Articolo a cura di Beatrice Fiorelli e Vittoria Gigliotti
Revisione a cura di Melissa Minetti
L'accesso all'istruzione come motore dell'emancipazione femminile in Italia
L'accesso all'istruzione è stato uno dei pilastri dell'emancipazione femminile in Italia. Dagli anni ’50 ad oggi, il diritto allo studio delle donne ha subito profonde trasformazioni, evidenziando un percorso di conquiste che ha modificato radicalmente il loro ruolo nella società italiana.
La Costituzione italiana del 1948 sancisce all’articolo 3 e 34 che tutti i cittadini hanno pari dignità sociale e diritto all’istruzione. Tuttavia, gli anni ’50 e ’60 mostrano ancora una società fortemente patriarcale. L'istruzione elementare femminile, benché formalmente garantita grazie alla Riforma Gentile del 1923, era spesso considerata secondaria rispetto alla preparazione per il ruolo domestico. Le famiglie, specialmente nelle aree rurali e nel Meridione, ritenevano sufficienti le scuole elementari o, al massimo, le scuole medie. La laurea restava una prerogativa quasi esclusivamente maschile: solo le figlie di famiglie facoltose potevano ambire agli studi universitari.
Il tasso di analfabetismo femminile era ancora elevato, con un netto divario rispetto agli uomini. Nel 1951, il 15,2% delle donne italiane era analfabeta, contro il 10,5% degli uomini.
La riforma della scuola media del 1962 portò a un passo in avanti, rendendo obbligatoria l’istruzione fino ai quattordici anni e unificando il sistema educativo grazie all’eliminazione delle scuole differenziali.
Le trasformazioni degli anni ’70
Negli anni ’70, l'accesso all'istruzione per le donne in Italia subì una trasformazione significativa, frutto di una convergenza tra cambiamenti legislativi e fermento culturale.

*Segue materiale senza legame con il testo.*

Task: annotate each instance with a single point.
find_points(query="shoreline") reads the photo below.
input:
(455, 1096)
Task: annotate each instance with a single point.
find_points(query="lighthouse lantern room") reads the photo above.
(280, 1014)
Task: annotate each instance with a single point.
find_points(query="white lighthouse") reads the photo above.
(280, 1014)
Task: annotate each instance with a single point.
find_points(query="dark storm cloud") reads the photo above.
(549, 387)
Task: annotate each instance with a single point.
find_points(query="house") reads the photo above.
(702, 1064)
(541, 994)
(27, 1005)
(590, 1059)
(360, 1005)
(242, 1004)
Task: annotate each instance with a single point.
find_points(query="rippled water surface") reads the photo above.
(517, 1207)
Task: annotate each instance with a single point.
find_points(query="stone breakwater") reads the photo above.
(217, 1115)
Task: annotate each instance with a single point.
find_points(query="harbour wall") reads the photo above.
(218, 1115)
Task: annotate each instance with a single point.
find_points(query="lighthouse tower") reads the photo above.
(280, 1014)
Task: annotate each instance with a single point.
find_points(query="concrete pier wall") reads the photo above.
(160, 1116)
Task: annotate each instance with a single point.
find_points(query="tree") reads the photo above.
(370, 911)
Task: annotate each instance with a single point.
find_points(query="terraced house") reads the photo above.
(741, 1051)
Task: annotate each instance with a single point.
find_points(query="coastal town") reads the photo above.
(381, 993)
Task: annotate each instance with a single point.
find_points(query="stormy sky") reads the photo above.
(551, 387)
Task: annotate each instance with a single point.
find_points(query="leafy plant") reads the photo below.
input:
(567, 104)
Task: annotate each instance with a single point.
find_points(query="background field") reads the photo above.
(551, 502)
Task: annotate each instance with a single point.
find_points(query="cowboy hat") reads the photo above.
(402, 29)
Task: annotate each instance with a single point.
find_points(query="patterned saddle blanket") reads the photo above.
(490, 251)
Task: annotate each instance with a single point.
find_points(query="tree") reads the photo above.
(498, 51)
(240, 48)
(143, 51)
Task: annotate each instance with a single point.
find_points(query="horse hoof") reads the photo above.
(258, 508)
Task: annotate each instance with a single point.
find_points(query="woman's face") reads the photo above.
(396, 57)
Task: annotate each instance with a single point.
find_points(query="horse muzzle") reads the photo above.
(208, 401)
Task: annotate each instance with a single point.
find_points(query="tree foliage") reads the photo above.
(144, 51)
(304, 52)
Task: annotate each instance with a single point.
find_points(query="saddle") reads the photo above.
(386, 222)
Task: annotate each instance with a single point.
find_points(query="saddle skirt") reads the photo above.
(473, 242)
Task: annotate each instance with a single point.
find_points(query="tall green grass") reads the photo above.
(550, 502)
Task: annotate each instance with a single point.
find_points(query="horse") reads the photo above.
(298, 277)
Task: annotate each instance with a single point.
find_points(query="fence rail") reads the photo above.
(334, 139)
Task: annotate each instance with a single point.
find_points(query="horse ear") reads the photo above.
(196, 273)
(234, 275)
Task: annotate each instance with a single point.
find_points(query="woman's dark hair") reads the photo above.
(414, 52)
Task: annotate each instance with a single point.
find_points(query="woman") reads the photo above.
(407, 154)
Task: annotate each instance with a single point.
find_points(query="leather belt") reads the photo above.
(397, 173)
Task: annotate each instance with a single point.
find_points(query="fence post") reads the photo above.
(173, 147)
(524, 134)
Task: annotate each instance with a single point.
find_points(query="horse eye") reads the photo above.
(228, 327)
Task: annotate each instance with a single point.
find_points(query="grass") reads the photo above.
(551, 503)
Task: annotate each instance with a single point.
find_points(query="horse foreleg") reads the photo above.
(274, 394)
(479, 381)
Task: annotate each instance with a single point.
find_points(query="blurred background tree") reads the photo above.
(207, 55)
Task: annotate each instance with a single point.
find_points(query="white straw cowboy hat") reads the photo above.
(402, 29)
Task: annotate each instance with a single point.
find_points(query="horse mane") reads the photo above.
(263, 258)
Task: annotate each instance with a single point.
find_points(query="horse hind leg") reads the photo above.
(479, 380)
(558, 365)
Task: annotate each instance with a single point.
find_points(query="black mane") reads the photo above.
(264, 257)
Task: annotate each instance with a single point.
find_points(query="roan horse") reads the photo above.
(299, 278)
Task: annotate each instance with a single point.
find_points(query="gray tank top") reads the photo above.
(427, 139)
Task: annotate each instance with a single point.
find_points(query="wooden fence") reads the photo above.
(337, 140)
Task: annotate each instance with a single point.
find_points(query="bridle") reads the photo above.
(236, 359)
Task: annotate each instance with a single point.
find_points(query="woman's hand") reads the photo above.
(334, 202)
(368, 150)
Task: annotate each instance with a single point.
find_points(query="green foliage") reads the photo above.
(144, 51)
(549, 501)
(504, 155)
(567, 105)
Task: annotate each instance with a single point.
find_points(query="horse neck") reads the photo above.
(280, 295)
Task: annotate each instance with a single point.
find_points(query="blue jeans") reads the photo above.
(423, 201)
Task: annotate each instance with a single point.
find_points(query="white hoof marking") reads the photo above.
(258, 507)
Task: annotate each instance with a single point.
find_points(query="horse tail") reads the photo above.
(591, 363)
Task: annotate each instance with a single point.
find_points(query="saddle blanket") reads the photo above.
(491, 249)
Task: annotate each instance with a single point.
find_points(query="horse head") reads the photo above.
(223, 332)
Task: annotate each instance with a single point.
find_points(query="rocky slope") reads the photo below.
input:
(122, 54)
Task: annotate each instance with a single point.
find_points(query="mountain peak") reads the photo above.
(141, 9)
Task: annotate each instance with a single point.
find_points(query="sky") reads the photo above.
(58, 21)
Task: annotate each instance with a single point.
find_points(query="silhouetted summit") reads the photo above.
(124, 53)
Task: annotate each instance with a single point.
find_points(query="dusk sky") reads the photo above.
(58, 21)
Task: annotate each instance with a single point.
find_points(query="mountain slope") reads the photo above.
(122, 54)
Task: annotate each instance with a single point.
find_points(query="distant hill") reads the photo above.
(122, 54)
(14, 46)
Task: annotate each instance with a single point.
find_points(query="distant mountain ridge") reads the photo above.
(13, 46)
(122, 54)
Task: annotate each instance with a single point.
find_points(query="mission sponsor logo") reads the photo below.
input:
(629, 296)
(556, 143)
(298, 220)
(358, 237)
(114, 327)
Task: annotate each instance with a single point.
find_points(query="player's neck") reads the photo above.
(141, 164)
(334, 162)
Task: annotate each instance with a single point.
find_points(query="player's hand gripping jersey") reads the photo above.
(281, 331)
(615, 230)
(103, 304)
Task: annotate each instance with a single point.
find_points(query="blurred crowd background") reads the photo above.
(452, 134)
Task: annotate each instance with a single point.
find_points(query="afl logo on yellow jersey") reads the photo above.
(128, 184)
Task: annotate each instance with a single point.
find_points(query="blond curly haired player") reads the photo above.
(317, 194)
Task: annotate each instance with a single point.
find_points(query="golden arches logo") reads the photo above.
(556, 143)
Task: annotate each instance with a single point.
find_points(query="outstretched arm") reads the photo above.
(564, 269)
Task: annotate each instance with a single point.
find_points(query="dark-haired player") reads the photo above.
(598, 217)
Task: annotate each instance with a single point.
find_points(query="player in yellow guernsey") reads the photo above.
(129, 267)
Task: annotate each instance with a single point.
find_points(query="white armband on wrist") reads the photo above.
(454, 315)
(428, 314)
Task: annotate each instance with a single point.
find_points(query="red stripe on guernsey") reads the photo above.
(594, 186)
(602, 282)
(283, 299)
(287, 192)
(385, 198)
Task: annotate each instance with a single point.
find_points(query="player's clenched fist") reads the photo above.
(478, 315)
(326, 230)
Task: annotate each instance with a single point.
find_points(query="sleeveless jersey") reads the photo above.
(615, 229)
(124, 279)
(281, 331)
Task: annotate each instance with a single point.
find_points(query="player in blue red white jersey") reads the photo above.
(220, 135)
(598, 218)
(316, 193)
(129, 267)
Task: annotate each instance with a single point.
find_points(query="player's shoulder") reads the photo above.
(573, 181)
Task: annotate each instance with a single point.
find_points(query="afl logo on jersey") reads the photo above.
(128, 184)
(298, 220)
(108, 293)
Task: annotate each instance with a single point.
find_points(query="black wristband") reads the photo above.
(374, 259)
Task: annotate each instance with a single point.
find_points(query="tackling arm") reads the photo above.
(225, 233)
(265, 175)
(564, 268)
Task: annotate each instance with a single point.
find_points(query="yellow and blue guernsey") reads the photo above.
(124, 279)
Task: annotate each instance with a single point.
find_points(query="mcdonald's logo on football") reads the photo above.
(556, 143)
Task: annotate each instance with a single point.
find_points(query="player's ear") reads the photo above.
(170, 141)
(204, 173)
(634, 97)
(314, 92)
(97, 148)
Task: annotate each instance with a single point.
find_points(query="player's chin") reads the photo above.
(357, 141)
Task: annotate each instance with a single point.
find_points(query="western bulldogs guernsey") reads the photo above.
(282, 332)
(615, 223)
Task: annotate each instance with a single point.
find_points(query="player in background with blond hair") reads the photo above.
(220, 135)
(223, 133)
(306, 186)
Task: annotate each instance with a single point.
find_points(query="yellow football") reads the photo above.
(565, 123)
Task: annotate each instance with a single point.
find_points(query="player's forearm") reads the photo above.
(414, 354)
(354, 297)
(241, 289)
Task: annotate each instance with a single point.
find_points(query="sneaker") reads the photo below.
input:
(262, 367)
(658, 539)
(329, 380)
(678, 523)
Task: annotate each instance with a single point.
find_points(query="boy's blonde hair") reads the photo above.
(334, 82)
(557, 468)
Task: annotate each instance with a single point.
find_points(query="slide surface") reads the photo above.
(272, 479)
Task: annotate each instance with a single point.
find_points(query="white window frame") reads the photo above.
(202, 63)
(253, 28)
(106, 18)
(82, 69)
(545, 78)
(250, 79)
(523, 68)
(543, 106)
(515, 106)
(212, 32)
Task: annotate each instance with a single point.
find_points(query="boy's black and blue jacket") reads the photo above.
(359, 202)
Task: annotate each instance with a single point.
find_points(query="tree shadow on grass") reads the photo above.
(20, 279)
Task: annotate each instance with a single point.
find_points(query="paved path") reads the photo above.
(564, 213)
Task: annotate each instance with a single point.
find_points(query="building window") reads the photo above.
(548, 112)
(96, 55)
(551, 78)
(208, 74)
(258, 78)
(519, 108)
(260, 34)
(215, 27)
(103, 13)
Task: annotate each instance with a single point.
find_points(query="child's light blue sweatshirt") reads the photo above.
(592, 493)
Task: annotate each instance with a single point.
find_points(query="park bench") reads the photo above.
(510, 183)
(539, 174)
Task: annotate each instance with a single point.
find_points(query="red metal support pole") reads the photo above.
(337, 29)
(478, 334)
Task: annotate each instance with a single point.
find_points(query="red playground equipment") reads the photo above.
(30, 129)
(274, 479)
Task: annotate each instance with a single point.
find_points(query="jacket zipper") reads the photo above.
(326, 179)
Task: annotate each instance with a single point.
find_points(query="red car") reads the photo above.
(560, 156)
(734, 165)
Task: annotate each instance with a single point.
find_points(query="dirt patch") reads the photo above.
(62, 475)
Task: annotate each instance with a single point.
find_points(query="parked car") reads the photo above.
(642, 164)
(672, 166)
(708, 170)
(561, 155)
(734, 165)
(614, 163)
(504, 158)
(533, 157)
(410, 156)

La nascita di movimenti femministi e un contesto sociale più aperto iniziano a far percepire il diritto allo studio quale strumento determinante l’uguaglianza di genere.
In questo contesto, molte donne sfidarono gli stereotipi e le barriere culturali, scegliendo di continuare gli studi presso le scuole superiori e le università. Le facoltà di medicina, giurisprudenza e ingegneria, tradizionalmente considerate ambiti maschili, iniziarono ad accogliere un numero crescente di studentesse.
Questa evoluzione fu accompagnata da una crescente consapevolezza del valore dell’istruzione come mezzo per accedere a ruoli di maggiore responsabilità e indipendenza economica, rompendo con l’idea che la formazione femminile dovesse limitarsi alla preparazione per la vita domestica.
Negli anni ’80 e ’90 il sistema educativo ha visto una fortissima espansione: le donne iniziano a superare gli uomini non solo per numero di iscrizioni ma anche per risultati accademici. I dati statistici ISTAT confermano che negli anni ’90 le donne rappresentavano oltre il 50% degli studenti universitari, tendenza consolidatasi nei decenni successivi.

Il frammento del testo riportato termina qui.